Long-held plans for the Lake Macquarie Transport Interchange and associated roads at Glendale have cleared another hurdle with a main road link set to open in months. But according to Lake Macquarie MP Greg Piper there's a long way to go before this project gets all the funding it needs from the State and Federal governments.

Here's how the Newcastle Herald reported the issue on its front page today.

By Ian Kirkwood

THE first part of the long-awaited Lake Macquarie Transport Interchange project is due to open in May.

The $25-million section of divided roadway linking Main Road, Cardiff, with the Glendale retail precinct and the Hunter Sports Centre is fast taking shape under the practiced hand of head contractor Daracon.

Lake Macquarie Mayor Kay Fraser said this section of road represented stage one, section one, of a project that “has been on the top of the Hunter infrastructure wish list for a long, long time”.

Cr Fraser said stage one, section two of the project was a three-span bridge over the main Sydney to Newcastle railway line at Pennant Street, the “essential missing link” connecting Glendale with the Cardiff industrial estate. Cr Fraser said the council had $6 million for the Pennant Street section and was proposing Canberra and Macquarie Street each put in $13 million, meeting a total cost of $32 million.

A new economic assessment done for Lake Macquarie City Council outlines a range of economic and social benefits from the full project, which would include a new railway station and bus interchange at Glendale costing $120 million.

The Independent Member for Lake Macquarie, Greg Piper, said funding for the Pennant Street bridge was “well overdue” and would again top his budget submission to the state.

“I’d add to that the need to extend Munibung Road,” Mr Piper said, referring to a section of road proposed to cross the former Pasminco smelter site.

“It’s a simple and reasonably cheap project which will connect Cardiff and Boolaroo and take a lot of strain off roads at Glendale and Warners Bay.”

Despite its obvious usefulness, the extension of Munibung Road from the Cardiff industrial estate south-west to the roundabout on Lake Road, Boolaroo, near the new Bunnings Warehouse, has so far failed to attract funding.

Lake council had originally hoped that Pasminco’s administrator, Ferrier Hodgson, would pay for the road. But in 2011, Ferrier Hodgson said it was already spending $10 million on infrastructure and “the additional stretch of road connecting Munibung Road to the Cardiff West industrial estate is financially unviable and outside the administrator’s responsibility”.
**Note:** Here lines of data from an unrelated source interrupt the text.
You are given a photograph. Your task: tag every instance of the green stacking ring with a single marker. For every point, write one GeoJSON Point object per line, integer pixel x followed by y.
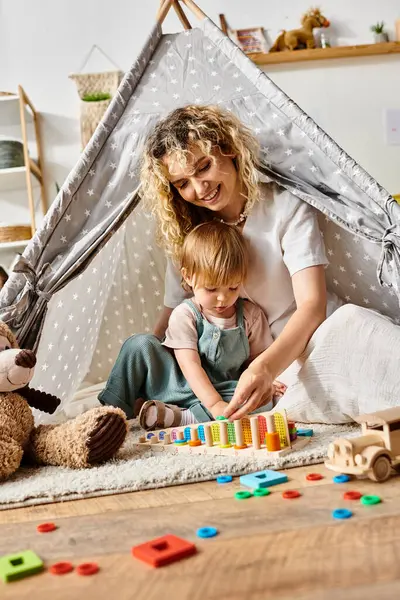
{"type": "Point", "coordinates": [370, 500]}
{"type": "Point", "coordinates": [261, 492]}
{"type": "Point", "coordinates": [243, 495]}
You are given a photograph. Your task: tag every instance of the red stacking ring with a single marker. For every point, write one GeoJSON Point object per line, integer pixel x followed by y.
{"type": "Point", "coordinates": [46, 527]}
{"type": "Point", "coordinates": [352, 495]}
{"type": "Point", "coordinates": [314, 476]}
{"type": "Point", "coordinates": [290, 494]}
{"type": "Point", "coordinates": [87, 569]}
{"type": "Point", "coordinates": [61, 568]}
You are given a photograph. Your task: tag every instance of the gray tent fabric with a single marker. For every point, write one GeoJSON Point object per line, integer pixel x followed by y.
{"type": "Point", "coordinates": [93, 275]}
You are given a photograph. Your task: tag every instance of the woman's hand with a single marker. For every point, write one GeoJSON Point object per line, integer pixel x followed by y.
{"type": "Point", "coordinates": [255, 388]}
{"type": "Point", "coordinates": [218, 409]}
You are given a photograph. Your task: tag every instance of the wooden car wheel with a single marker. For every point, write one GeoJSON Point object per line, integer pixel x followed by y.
{"type": "Point", "coordinates": [381, 469]}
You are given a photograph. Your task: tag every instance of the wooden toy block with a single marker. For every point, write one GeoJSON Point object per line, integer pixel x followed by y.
{"type": "Point", "coordinates": [272, 439]}
{"type": "Point", "coordinates": [17, 566]}
{"type": "Point", "coordinates": [239, 438]}
{"type": "Point", "coordinates": [223, 435]}
{"type": "Point", "coordinates": [255, 433]}
{"type": "Point", "coordinates": [164, 550]}
{"type": "Point", "coordinates": [262, 479]}
{"type": "Point", "coordinates": [245, 436]}
{"type": "Point", "coordinates": [194, 438]}
{"type": "Point", "coordinates": [208, 436]}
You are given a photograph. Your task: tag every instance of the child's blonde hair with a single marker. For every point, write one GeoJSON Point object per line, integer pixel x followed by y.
{"type": "Point", "coordinates": [214, 254]}
{"type": "Point", "coordinates": [206, 127]}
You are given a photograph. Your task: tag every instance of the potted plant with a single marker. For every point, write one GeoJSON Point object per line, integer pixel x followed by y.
{"type": "Point", "coordinates": [380, 34]}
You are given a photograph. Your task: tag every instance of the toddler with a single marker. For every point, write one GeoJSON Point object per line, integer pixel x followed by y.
{"type": "Point", "coordinates": [210, 339]}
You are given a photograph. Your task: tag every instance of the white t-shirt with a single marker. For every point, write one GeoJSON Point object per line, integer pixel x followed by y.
{"type": "Point", "coordinates": [284, 237]}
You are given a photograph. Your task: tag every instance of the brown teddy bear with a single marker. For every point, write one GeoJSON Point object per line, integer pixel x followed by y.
{"type": "Point", "coordinates": [89, 439]}
{"type": "Point", "coordinates": [297, 39]}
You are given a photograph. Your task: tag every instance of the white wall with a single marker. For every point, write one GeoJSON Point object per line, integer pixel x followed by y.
{"type": "Point", "coordinates": [42, 42]}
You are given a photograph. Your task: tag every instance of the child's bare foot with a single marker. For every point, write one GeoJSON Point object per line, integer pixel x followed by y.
{"type": "Point", "coordinates": [159, 415]}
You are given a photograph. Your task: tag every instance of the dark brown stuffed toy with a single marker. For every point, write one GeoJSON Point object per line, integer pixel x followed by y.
{"type": "Point", "coordinates": [89, 439]}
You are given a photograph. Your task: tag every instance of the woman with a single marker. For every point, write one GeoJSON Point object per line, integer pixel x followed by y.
{"type": "Point", "coordinates": [200, 163]}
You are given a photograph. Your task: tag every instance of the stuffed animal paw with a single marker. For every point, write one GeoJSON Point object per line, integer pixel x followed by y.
{"type": "Point", "coordinates": [87, 440]}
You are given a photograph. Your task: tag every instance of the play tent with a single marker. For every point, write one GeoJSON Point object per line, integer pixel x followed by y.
{"type": "Point", "coordinates": [93, 275]}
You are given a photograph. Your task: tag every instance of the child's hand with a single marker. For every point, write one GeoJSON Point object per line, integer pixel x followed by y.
{"type": "Point", "coordinates": [280, 388]}
{"type": "Point", "coordinates": [218, 409]}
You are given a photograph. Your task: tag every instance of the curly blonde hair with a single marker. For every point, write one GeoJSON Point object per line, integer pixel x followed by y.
{"type": "Point", "coordinates": [207, 127]}
{"type": "Point", "coordinates": [214, 254]}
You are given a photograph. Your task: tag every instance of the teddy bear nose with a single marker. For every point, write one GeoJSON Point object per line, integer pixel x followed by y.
{"type": "Point", "coordinates": [26, 359]}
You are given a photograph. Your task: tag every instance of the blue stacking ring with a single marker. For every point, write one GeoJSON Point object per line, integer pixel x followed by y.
{"type": "Point", "coordinates": [205, 532]}
{"type": "Point", "coordinates": [342, 513]}
{"type": "Point", "coordinates": [224, 478]}
{"type": "Point", "coordinates": [341, 478]}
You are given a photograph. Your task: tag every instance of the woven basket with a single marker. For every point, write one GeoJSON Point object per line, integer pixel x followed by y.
{"type": "Point", "coordinates": [11, 154]}
{"type": "Point", "coordinates": [92, 112]}
{"type": "Point", "coordinates": [15, 233]}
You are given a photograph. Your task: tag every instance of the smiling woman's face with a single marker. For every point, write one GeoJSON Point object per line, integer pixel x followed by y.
{"type": "Point", "coordinates": [210, 182]}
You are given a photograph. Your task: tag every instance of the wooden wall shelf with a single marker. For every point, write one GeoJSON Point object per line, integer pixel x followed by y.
{"type": "Point", "coordinates": [325, 53]}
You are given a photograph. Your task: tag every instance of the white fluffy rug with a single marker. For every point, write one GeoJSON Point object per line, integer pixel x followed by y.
{"type": "Point", "coordinates": [136, 469]}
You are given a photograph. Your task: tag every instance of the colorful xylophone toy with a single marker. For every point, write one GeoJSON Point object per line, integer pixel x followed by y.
{"type": "Point", "coordinates": [264, 432]}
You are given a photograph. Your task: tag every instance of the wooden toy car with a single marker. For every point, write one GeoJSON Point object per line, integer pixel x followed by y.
{"type": "Point", "coordinates": [373, 453]}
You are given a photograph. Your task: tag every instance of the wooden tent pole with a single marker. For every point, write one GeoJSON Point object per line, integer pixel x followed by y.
{"type": "Point", "coordinates": [166, 5]}
{"type": "Point", "coordinates": [195, 9]}
{"type": "Point", "coordinates": [182, 17]}
{"type": "Point", "coordinates": [224, 25]}
{"type": "Point", "coordinates": [163, 11]}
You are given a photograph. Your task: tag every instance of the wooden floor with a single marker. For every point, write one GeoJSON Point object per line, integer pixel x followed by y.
{"type": "Point", "coordinates": [267, 547]}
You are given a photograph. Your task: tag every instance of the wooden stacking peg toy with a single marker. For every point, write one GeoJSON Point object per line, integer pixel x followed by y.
{"type": "Point", "coordinates": [208, 435]}
{"type": "Point", "coordinates": [272, 440]}
{"type": "Point", "coordinates": [194, 438]}
{"type": "Point", "coordinates": [167, 439]}
{"type": "Point", "coordinates": [239, 438]}
{"type": "Point", "coordinates": [180, 439]}
{"type": "Point", "coordinates": [255, 433]}
{"type": "Point", "coordinates": [223, 435]}
{"type": "Point", "coordinates": [251, 436]}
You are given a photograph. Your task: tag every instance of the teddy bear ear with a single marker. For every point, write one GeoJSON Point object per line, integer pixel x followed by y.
{"type": "Point", "coordinates": [40, 400]}
{"type": "Point", "coordinates": [6, 332]}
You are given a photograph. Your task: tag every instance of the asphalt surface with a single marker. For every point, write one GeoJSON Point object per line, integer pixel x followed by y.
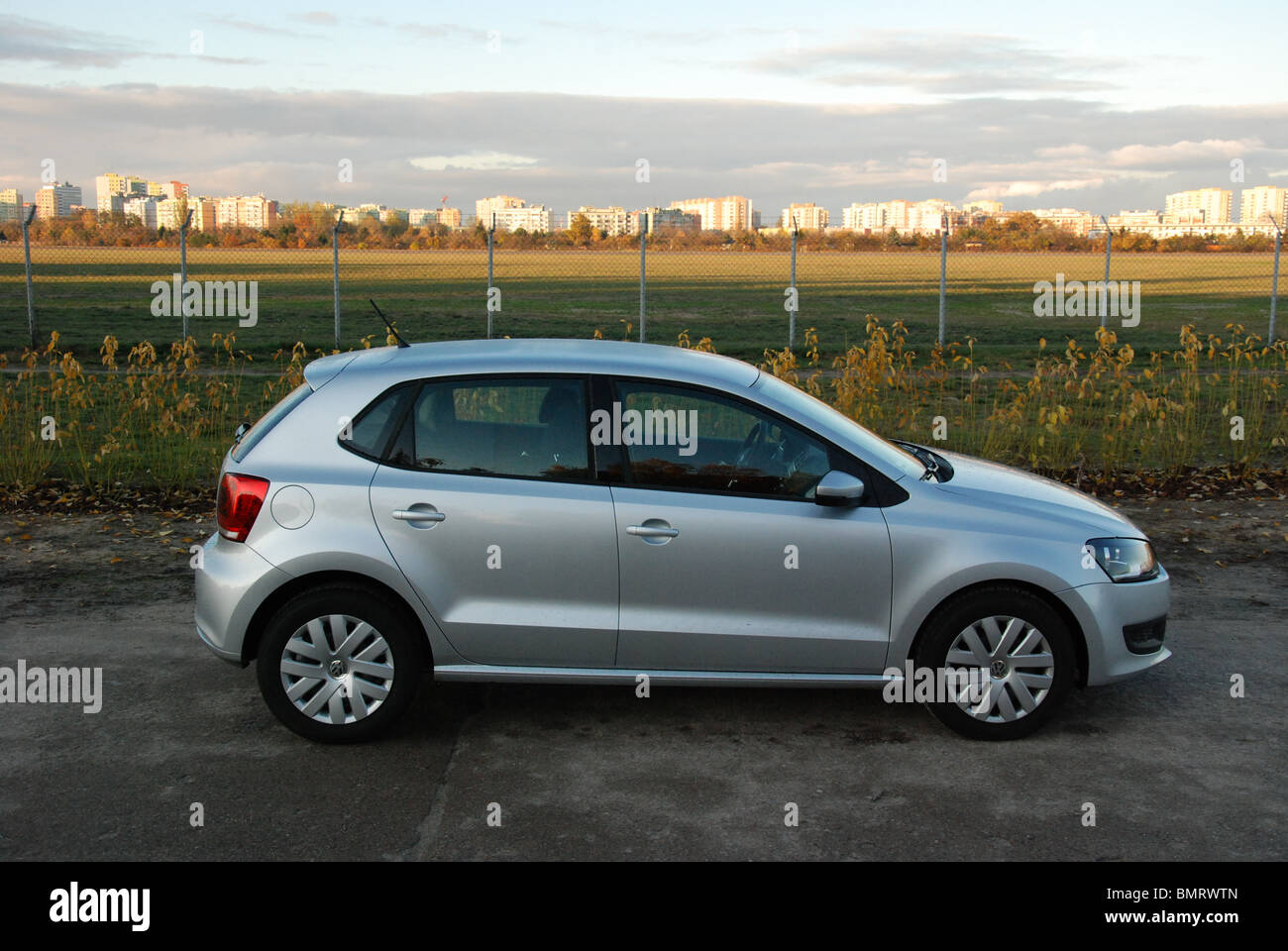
{"type": "Point", "coordinates": [1173, 766]}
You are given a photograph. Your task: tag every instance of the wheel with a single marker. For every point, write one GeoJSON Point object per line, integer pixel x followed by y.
{"type": "Point", "coordinates": [339, 664]}
{"type": "Point", "coordinates": [1013, 648]}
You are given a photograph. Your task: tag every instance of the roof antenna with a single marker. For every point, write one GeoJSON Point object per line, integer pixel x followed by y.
{"type": "Point", "coordinates": [391, 331]}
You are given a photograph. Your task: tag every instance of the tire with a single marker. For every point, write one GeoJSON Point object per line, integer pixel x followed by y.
{"type": "Point", "coordinates": [357, 681]}
{"type": "Point", "coordinates": [1020, 687]}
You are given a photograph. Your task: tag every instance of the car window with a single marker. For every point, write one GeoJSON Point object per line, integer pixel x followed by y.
{"type": "Point", "coordinates": [678, 437]}
{"type": "Point", "coordinates": [524, 427]}
{"type": "Point", "coordinates": [372, 432]}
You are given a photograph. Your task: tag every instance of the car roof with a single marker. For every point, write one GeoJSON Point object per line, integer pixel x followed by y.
{"type": "Point", "coordinates": [528, 356]}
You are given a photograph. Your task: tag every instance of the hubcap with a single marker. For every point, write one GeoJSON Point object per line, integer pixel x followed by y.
{"type": "Point", "coordinates": [336, 669]}
{"type": "Point", "coordinates": [1019, 665]}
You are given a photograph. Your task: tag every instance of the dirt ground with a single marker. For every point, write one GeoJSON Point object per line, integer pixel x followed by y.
{"type": "Point", "coordinates": [1175, 766]}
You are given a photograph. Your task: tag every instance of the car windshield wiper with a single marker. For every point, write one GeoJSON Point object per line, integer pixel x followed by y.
{"type": "Point", "coordinates": [936, 467]}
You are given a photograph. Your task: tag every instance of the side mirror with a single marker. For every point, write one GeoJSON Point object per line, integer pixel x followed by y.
{"type": "Point", "coordinates": [838, 488]}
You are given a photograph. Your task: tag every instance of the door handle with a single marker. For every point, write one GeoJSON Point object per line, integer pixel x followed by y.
{"type": "Point", "coordinates": [413, 515]}
{"type": "Point", "coordinates": [648, 531]}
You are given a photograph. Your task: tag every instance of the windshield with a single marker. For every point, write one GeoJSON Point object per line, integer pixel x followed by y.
{"type": "Point", "coordinates": [804, 406]}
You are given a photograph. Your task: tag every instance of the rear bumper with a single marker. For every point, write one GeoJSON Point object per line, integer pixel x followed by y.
{"type": "Point", "coordinates": [232, 582]}
{"type": "Point", "coordinates": [1111, 616]}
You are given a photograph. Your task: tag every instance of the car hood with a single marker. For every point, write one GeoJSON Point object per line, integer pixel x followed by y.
{"type": "Point", "coordinates": [1005, 488]}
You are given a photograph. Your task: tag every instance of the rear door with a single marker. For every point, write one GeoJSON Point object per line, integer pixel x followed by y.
{"type": "Point", "coordinates": [488, 504]}
{"type": "Point", "coordinates": [726, 564]}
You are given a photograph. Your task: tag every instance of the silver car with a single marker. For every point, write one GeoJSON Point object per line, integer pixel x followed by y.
{"type": "Point", "coordinates": [618, 513]}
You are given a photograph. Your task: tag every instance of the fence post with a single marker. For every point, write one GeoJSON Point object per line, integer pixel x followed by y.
{"type": "Point", "coordinates": [183, 269]}
{"type": "Point", "coordinates": [1109, 251]}
{"type": "Point", "coordinates": [490, 231]}
{"type": "Point", "coordinates": [1274, 279]}
{"type": "Point", "coordinates": [943, 276]}
{"type": "Point", "coordinates": [794, 302]}
{"type": "Point", "coordinates": [31, 296]}
{"type": "Point", "coordinates": [335, 272]}
{"type": "Point", "coordinates": [643, 243]}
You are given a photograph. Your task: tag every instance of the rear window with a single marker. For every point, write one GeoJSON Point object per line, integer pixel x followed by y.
{"type": "Point", "coordinates": [269, 419]}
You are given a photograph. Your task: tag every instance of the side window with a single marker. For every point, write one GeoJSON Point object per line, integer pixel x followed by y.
{"type": "Point", "coordinates": [370, 433]}
{"type": "Point", "coordinates": [526, 425]}
{"type": "Point", "coordinates": [677, 437]}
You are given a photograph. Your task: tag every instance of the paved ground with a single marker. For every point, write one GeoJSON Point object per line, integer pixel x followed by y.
{"type": "Point", "coordinates": [1175, 767]}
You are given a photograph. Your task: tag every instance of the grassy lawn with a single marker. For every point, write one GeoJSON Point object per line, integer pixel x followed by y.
{"type": "Point", "coordinates": [733, 296]}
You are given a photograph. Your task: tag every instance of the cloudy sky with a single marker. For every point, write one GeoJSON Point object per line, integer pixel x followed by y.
{"type": "Point", "coordinates": [824, 102]}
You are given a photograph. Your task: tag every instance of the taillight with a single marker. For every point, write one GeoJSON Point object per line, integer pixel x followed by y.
{"type": "Point", "coordinates": [239, 502]}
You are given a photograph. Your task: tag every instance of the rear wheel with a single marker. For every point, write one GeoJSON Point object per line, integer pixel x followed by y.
{"type": "Point", "coordinates": [339, 664]}
{"type": "Point", "coordinates": [1012, 656]}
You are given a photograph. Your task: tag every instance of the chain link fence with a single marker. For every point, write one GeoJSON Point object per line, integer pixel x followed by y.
{"type": "Point", "coordinates": [745, 300]}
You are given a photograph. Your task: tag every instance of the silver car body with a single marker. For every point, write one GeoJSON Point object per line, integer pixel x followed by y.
{"type": "Point", "coordinates": [587, 600]}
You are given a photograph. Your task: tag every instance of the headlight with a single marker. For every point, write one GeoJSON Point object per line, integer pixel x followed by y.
{"type": "Point", "coordinates": [1125, 560]}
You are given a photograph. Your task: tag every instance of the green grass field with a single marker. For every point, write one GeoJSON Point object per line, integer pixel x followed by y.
{"type": "Point", "coordinates": [733, 296]}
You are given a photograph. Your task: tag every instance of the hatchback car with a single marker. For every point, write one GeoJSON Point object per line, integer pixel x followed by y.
{"type": "Point", "coordinates": [597, 512]}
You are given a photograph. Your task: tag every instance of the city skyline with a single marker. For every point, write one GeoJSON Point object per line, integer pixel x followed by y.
{"type": "Point", "coordinates": [471, 103]}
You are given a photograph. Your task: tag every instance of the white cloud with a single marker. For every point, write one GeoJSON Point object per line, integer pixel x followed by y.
{"type": "Point", "coordinates": [473, 161]}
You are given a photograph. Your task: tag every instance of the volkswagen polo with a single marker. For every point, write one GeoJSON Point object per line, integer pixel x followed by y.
{"type": "Point", "coordinates": [597, 512]}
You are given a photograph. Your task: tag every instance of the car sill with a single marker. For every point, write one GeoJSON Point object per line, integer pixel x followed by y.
{"type": "Point", "coordinates": [675, 678]}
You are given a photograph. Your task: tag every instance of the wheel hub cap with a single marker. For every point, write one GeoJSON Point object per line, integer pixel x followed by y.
{"type": "Point", "coordinates": [336, 669]}
{"type": "Point", "coordinates": [1019, 663]}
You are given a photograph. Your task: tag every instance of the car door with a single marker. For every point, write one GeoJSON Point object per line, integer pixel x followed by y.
{"type": "Point", "coordinates": [726, 564]}
{"type": "Point", "coordinates": [489, 508]}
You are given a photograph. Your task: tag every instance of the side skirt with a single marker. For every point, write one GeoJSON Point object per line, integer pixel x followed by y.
{"type": "Point", "coordinates": [670, 678]}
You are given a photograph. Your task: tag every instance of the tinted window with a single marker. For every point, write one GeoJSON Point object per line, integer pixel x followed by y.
{"type": "Point", "coordinates": [528, 427]}
{"type": "Point", "coordinates": [684, 438]}
{"type": "Point", "coordinates": [375, 425]}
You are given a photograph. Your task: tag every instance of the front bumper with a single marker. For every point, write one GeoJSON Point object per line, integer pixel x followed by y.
{"type": "Point", "coordinates": [232, 581]}
{"type": "Point", "coordinates": [1106, 611]}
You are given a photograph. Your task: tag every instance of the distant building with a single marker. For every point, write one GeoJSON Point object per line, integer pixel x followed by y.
{"type": "Point", "coordinates": [806, 217]}
{"type": "Point", "coordinates": [145, 208]}
{"type": "Point", "coordinates": [612, 221]}
{"type": "Point", "coordinates": [531, 218]}
{"type": "Point", "coordinates": [483, 208]}
{"type": "Point", "coordinates": [11, 205]}
{"type": "Point", "coordinates": [730, 213]}
{"type": "Point", "coordinates": [661, 218]}
{"type": "Point", "coordinates": [56, 200]}
{"type": "Point", "coordinates": [1256, 205]}
{"type": "Point", "coordinates": [1198, 206]}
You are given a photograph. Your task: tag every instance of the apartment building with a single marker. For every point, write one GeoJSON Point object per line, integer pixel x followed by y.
{"type": "Point", "coordinates": [805, 217]}
{"type": "Point", "coordinates": [652, 219]}
{"type": "Point", "coordinates": [1257, 205]}
{"type": "Point", "coordinates": [612, 221]}
{"type": "Point", "coordinates": [1069, 219]}
{"type": "Point", "coordinates": [730, 213]}
{"type": "Point", "coordinates": [142, 206]}
{"type": "Point", "coordinates": [483, 208]}
{"type": "Point", "coordinates": [11, 205]}
{"type": "Point", "coordinates": [1198, 206]}
{"type": "Point", "coordinates": [56, 200]}
{"type": "Point", "coordinates": [531, 218]}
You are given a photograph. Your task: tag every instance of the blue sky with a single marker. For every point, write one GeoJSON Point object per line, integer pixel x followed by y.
{"type": "Point", "coordinates": [831, 102]}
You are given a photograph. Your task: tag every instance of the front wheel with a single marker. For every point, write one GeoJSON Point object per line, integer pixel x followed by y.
{"type": "Point", "coordinates": [339, 664]}
{"type": "Point", "coordinates": [1010, 658]}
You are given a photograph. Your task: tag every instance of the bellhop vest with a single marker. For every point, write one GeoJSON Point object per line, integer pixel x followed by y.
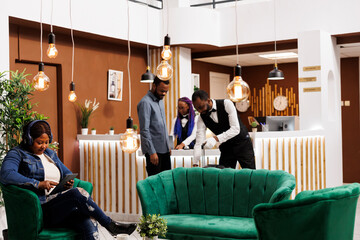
{"type": "Point", "coordinates": [223, 125]}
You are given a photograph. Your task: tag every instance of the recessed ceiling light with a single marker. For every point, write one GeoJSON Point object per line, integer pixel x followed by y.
{"type": "Point", "coordinates": [283, 55]}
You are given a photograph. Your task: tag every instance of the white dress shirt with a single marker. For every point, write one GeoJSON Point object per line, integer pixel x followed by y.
{"type": "Point", "coordinates": [223, 137]}
{"type": "Point", "coordinates": [190, 138]}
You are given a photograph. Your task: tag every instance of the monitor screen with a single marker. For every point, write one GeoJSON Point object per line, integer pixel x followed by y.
{"type": "Point", "coordinates": [281, 123]}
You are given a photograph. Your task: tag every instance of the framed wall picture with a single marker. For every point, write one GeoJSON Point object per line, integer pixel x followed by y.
{"type": "Point", "coordinates": [195, 81]}
{"type": "Point", "coordinates": [115, 85]}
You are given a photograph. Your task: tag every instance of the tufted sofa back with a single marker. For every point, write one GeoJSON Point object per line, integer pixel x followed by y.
{"type": "Point", "coordinates": [212, 191]}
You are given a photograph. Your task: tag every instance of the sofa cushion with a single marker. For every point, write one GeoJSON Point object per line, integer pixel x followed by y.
{"type": "Point", "coordinates": [218, 227]}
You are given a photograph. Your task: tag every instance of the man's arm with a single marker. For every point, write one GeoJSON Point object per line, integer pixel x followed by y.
{"type": "Point", "coordinates": [233, 122]}
{"type": "Point", "coordinates": [144, 113]}
{"type": "Point", "coordinates": [200, 138]}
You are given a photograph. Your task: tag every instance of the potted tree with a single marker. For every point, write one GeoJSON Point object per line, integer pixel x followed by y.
{"type": "Point", "coordinates": [152, 226]}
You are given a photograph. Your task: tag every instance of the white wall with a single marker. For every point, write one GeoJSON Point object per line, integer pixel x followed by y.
{"type": "Point", "coordinates": [322, 110]}
{"type": "Point", "coordinates": [255, 21]}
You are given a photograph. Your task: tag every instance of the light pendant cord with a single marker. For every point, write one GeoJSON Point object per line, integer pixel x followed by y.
{"type": "Point", "coordinates": [237, 38]}
{"type": "Point", "coordinates": [40, 30]}
{"type": "Point", "coordinates": [275, 30]}
{"type": "Point", "coordinates": [128, 64]}
{"type": "Point", "coordinates": [147, 33]}
{"type": "Point", "coordinates": [167, 17]}
{"type": "Point", "coordinates": [52, 2]}
{"type": "Point", "coordinates": [73, 43]}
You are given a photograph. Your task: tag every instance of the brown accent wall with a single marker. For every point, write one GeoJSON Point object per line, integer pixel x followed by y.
{"type": "Point", "coordinates": [204, 70]}
{"type": "Point", "coordinates": [350, 119]}
{"type": "Point", "coordinates": [255, 76]}
{"type": "Point", "coordinates": [93, 58]}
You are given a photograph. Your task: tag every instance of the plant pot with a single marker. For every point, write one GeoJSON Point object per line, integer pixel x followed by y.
{"type": "Point", "coordinates": [84, 131]}
{"type": "Point", "coordinates": [148, 238]}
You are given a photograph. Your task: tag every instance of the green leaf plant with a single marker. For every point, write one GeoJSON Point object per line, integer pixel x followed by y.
{"type": "Point", "coordinates": [151, 226]}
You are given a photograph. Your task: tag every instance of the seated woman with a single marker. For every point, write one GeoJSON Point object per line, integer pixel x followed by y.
{"type": "Point", "coordinates": [184, 125]}
{"type": "Point", "coordinates": [32, 165]}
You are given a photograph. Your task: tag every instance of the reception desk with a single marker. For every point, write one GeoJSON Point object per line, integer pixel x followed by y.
{"type": "Point", "coordinates": [114, 174]}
The council has also tried without success to secure funding for the $5.4 million Munibung Road extension through the state government’s Resources for Regions program. Nine out of the 10 projects funded in the latest round of grants were in National Party electorates, leading Mr Piper to call in January for the NSW Audit Office to examine whether “politics” had influenced the decisions.

“These projects have the potential to unlock a huge amount of land and job-generating industry,” Mr Piper said on Monday.

“In the scheme of what the State Government is spending on a short-run light rail system in Newcastle, these projects at Glendale will provide far greater benefits to the whole region for much less money and get more people using public transport.”

Cr Fraser said she had spoken to the Berejiklian government’s new Parliamentary Secretary for the Hunter, Catherine Cusack, who had shown interest in the project.

“This first section will take a lot of traffic out of the Crossroads and from the roundabout in front of Stockland Glendale, but it’s only the start,” Cr Fraser said.

She said Stockland had approval to double the size of the Glendale centre and other development – residential and commercial – would follow, especially once the Pennant Street bridge over the rail line was built.

Property Council Hunter director Andrew Fletcher said his organisation was lobbying for the interchange. Its May 12 lunch would examine the project in detail.